I like to introduce this model to my clients because it brings to light the fact that behavior change is a nonlinear process. We can move back into contemplation stage at any point without that meaning that the pursuit of our goal is a lost cause. It also makes space for “relapse,” which means that even once we’ve moved into the maintenance stage, it’s still normal to get off track, and again–we can always move back into action.
Moving Into Action
So, now that you’ve realized that there’s still hope in salvaging your New Year’s Resolution, you might be asking—how do I move back into the action phase?
Here are a few suggestions for how to get back on track with your goals for this year.
STEP 1: I’d encourage you to have some compassion towards yourself for how difficult it is to set a goal for ourselves and not achieve it.
Try taking a self-compassion break and soothing any frustration or disappointment you feel. Remind yourself that this is a normal part of being a human being and be kind to yourself by saying something like–“this is really hard AND I’m capable of getting back into the action phase.”
A Chinese proverb that I really like to share with my clients (and remind myself of) in moments like this is this:
“The best time to plant a tree was 20 years ago. The second best time is now.”
STEP 2: Try asking yourselves the following questions:
- How would your life be different if you were able to stick to this resolution?
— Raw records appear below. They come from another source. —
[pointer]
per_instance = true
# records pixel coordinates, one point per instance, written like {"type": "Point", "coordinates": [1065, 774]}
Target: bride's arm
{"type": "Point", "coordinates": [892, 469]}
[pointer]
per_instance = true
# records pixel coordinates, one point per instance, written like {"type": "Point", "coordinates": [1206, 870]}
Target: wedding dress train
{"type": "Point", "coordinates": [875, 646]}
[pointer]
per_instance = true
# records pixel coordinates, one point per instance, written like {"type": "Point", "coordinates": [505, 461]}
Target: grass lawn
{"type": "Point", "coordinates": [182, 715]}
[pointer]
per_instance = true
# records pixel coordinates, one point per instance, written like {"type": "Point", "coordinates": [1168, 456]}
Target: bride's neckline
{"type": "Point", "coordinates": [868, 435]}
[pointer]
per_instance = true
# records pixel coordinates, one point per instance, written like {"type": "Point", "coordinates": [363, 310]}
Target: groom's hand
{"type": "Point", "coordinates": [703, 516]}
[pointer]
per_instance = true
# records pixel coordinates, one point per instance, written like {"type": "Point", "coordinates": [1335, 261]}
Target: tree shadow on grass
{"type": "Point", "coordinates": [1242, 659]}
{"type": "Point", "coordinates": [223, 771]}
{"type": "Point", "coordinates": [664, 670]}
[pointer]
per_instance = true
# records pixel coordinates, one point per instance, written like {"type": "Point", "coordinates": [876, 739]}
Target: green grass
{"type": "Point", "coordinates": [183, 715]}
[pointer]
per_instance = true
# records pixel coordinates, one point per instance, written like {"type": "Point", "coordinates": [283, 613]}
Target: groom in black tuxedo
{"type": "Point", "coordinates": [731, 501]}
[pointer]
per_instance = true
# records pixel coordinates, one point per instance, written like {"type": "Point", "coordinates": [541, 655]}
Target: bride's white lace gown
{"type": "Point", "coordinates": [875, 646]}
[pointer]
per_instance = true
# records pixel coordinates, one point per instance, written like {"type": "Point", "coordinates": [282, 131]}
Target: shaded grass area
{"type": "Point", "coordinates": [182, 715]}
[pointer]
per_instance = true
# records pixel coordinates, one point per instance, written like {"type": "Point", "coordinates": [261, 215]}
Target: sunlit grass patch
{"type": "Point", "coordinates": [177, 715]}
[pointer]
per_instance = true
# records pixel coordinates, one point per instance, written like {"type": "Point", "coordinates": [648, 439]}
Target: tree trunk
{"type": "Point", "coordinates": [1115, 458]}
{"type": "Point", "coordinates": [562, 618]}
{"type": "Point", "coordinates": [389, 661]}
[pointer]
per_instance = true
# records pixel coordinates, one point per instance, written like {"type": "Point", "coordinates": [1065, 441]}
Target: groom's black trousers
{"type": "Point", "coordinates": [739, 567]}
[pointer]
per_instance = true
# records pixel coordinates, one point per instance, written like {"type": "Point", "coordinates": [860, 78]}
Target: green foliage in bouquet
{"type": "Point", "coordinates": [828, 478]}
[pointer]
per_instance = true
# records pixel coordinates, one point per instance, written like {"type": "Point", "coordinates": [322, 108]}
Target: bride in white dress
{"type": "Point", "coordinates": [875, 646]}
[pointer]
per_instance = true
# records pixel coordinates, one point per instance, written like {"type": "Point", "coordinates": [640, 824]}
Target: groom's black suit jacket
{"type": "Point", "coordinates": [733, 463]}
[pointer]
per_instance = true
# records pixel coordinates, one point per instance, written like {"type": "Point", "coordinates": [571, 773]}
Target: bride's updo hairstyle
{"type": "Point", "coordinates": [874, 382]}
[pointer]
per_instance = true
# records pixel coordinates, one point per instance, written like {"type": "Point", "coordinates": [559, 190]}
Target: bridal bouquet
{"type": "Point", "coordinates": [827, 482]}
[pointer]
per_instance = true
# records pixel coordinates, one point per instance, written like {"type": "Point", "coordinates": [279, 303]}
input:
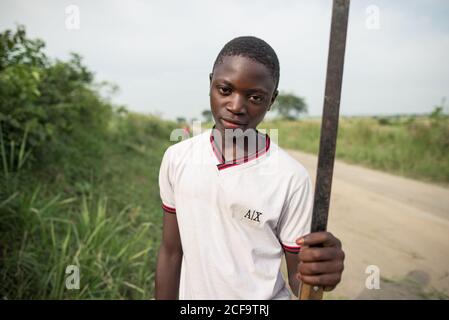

How does it connect to your values?
- Does what you’d gain from this change actually outweigh what you’d lose?
- Are you ready to say goodbye to the things that are necessary to make this change a reality?
- Is there anything that you could put into place to help you stay in the action phase longer? (social support to lean on, using an app to help track your progress, etc.)
STEP 3: You might find that you’re still struggling to move into the action phase, or to stay there consistently.
If that’s the case, it might also help to reach out to a professional for support in identifying what keeps getting in the way, and to create a plan for overcoming these obstacles.